17

I am new apache-spark. I have tested some application in spark standalone mode.but I want to run application yarn mode.I am running apache-spark 2.1.0 in windows.Here is My code

c:\spark>spark-submit2 --master yarn --deploy-mode client --executor-cores 4 --jars C:\DependencyJars\spark-streaming-eventhubs_2.11-2.0.3.jar,C:\DependencyJars\scalaj-http_2.11-2.3.0.jar,C:\DependencyJars\config-1.3.1.jar,C:\DependencyJars\commons-lang3-3.3.2.jar --conf spark.driver.userClasspathFirst=true --conf spark.executor.extraClassPath=C:\DependencyJars\commons-lang3-3.3.2.jar --conf spark.executor.userClasspathFirst=true --class "GeoLogConsumerRT" C:\sbtazure\target\scala-2.11\azuregeologproject_2.11-1.0.jar

EXCEPTION: When running with master 'yarn' either HADOOP_CONF_DIR or YARN_CONF_DIR must be set in the environment. in spark

so from searching website.

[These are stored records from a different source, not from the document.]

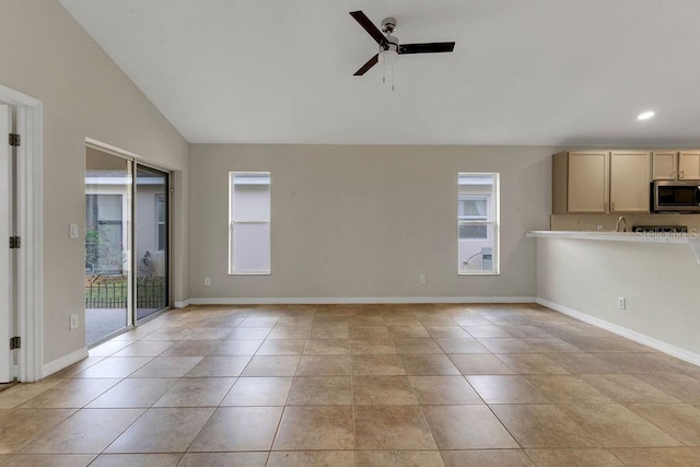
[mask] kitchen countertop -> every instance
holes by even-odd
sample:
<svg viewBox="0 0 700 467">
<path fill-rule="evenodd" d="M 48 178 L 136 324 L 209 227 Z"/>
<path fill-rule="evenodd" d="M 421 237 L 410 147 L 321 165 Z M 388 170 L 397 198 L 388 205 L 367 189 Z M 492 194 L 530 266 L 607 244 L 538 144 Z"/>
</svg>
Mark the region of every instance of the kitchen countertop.
<svg viewBox="0 0 700 467">
<path fill-rule="evenodd" d="M 571 238 L 593 240 L 608 242 L 637 242 L 637 243 L 675 243 L 686 244 L 692 249 L 700 265 L 700 235 L 696 232 L 668 233 L 668 232 L 574 232 L 574 231 L 529 231 L 527 237 L 537 238 Z"/>
</svg>

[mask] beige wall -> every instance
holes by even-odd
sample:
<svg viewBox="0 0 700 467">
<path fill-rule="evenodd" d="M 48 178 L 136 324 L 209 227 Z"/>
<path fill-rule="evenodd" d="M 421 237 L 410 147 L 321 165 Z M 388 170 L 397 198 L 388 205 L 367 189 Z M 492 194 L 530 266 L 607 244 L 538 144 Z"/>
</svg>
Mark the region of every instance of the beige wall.
<svg viewBox="0 0 700 467">
<path fill-rule="evenodd" d="M 175 299 L 187 290 L 189 147 L 56 0 L 0 0 L 0 84 L 44 103 L 44 362 L 84 347 L 85 138 L 178 171 L 175 177 Z M 125 40 L 128 40 L 125 37 Z"/>
<path fill-rule="evenodd" d="M 535 296 L 525 232 L 549 226 L 552 152 L 192 144 L 190 296 Z M 230 171 L 271 172 L 271 276 L 228 275 Z M 458 172 L 501 173 L 501 276 L 457 276 Z"/>
<path fill-rule="evenodd" d="M 688 245 L 569 238 L 537 245 L 538 297 L 700 353 L 700 265 Z M 618 296 L 627 310 L 618 310 Z"/>
</svg>

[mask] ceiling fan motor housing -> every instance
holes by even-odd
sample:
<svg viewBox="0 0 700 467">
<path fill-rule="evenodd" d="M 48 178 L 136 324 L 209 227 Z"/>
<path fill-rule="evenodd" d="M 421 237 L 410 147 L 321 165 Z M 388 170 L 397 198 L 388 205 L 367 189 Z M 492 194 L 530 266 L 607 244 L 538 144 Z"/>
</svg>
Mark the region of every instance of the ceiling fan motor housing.
<svg viewBox="0 0 700 467">
<path fill-rule="evenodd" d="M 395 51 L 398 54 L 398 38 L 394 36 L 386 36 L 386 45 L 380 46 L 380 52 L 384 50 Z"/>
<path fill-rule="evenodd" d="M 396 30 L 396 19 L 395 17 L 385 17 L 382 20 L 382 32 L 384 34 L 392 34 Z"/>
</svg>

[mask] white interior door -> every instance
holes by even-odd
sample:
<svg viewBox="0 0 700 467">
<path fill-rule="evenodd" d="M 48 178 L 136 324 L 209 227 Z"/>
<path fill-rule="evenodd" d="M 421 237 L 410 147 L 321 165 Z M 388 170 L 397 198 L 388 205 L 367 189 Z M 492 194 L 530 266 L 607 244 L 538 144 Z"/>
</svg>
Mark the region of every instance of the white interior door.
<svg viewBox="0 0 700 467">
<path fill-rule="evenodd" d="M 9 238 L 12 233 L 12 109 L 0 104 L 0 383 L 12 381 L 12 255 Z"/>
</svg>

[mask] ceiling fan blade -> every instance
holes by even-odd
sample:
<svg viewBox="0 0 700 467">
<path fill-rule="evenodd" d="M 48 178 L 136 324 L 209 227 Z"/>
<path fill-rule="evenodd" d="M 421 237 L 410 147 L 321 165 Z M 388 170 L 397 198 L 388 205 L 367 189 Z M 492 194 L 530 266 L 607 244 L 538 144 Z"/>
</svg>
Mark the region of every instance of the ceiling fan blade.
<svg viewBox="0 0 700 467">
<path fill-rule="evenodd" d="M 380 54 L 376 54 L 366 63 L 364 63 L 362 68 L 360 68 L 358 71 L 354 72 L 353 77 L 363 75 L 364 73 L 368 72 L 370 68 L 374 67 L 377 63 L 377 61 L 380 61 Z"/>
<path fill-rule="evenodd" d="M 360 23 L 362 27 L 364 27 L 364 31 L 370 33 L 372 38 L 376 40 L 378 45 L 384 47 L 386 46 L 386 44 L 388 44 L 388 42 L 386 40 L 386 37 L 384 37 L 384 34 L 382 34 L 382 32 L 374 25 L 374 23 L 372 23 L 372 21 L 366 16 L 366 14 L 362 13 L 362 11 L 351 11 L 350 15 L 354 17 L 355 21 Z"/>
<path fill-rule="evenodd" d="M 453 51 L 455 43 L 425 43 L 425 44 L 399 44 L 399 54 L 435 54 L 440 51 Z"/>
</svg>

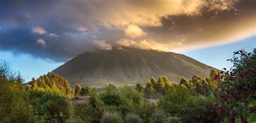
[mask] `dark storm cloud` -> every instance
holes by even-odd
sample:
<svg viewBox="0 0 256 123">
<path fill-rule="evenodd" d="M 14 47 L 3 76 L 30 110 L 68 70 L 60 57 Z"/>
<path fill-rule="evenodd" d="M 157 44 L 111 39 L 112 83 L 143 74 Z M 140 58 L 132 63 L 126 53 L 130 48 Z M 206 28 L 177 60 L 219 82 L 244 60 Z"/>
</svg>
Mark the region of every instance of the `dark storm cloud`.
<svg viewBox="0 0 256 123">
<path fill-rule="evenodd" d="M 254 5 L 253 0 L 2 1 L 0 50 L 60 62 L 117 45 L 175 51 L 223 44 L 255 34 Z"/>
</svg>

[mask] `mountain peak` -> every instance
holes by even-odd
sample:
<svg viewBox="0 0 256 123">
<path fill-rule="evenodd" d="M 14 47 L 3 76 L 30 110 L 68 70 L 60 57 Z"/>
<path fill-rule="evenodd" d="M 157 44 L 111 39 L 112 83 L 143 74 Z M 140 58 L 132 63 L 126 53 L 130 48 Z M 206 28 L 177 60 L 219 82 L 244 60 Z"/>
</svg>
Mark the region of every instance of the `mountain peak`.
<svg viewBox="0 0 256 123">
<path fill-rule="evenodd" d="M 152 76 L 167 76 L 178 82 L 194 75 L 208 76 L 213 68 L 185 55 L 152 49 L 116 47 L 111 50 L 84 52 L 53 71 L 71 85 L 103 85 L 106 82 L 145 84 Z"/>
</svg>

I have created a folder name Hadoop_CONF_DIR and place hive site.xml in it and pointed as environment variable, after that i have run spark-submit then I have got

connection refused exception I think i could not configure yarn mode set up properly.Could anyone help me for solving this issue? do I need to install Hadoop and yarn separately?I want to run my application in pseudo distributed mode.Kindly help me to configure yarn mode in windows thanks

Kalyan
  • 1,880
  • 11
  • 35
  • 62

2 Answers2

23

You need to export two variables HADOOP_CONF_DIR and YARN_CONF_DIR to make your configurations file visible to yarn. Use below code in .bashrc file if you are using linux.

export HADOOP_CONF_DIR=$HADOOP_HOME/etc/hadoop
export YARN_CONF_DIR=$HADOOP_HOME/etc/hadoop

In windows you need to set environment variable.

Hope this helps!

koiralo
  • 22,594
  • 6
  • 51
  • 72
  • Thanks for the reply. I have seen Linux config before but currently, i am working on windows. I have winutils folder which is my Hadoop home actually. and it is my Hadoop home environmental variable. are you referring that I will set HADOOP_CONF_DIR , YARN_CONF_DIR as environment variable which will point winutils's bin folder ? – Kalyan Jun 08 '17 at 15:34
  • 1
    this one doesn't work for me. I solved this according to [here](https://stackoverflow.com/questions/45703235/when-running-with-master-yarn-either-hadoop-conf-dir-or-yarn-conf-dir-must-be?rq=1), which says modify the `spark_env.sh` file in spark conf folder – Litchy Apr 15 '19 at 03:26
  • What is the minimal change to make this work? DO YOU NEED THAT DIR TO EXIST? – mathtick Mar 12 '20 at 12:17
2

If you are running spark using Yarn then you better need to add this to spark-env.sh:

export HADOOP_CONF_DIR=$HADOOP_HOME/etc/hadoop
Zoe
  • 27,060
  • 21
  • 118
  • 148
Rahul Bhat
  • 65
  • 7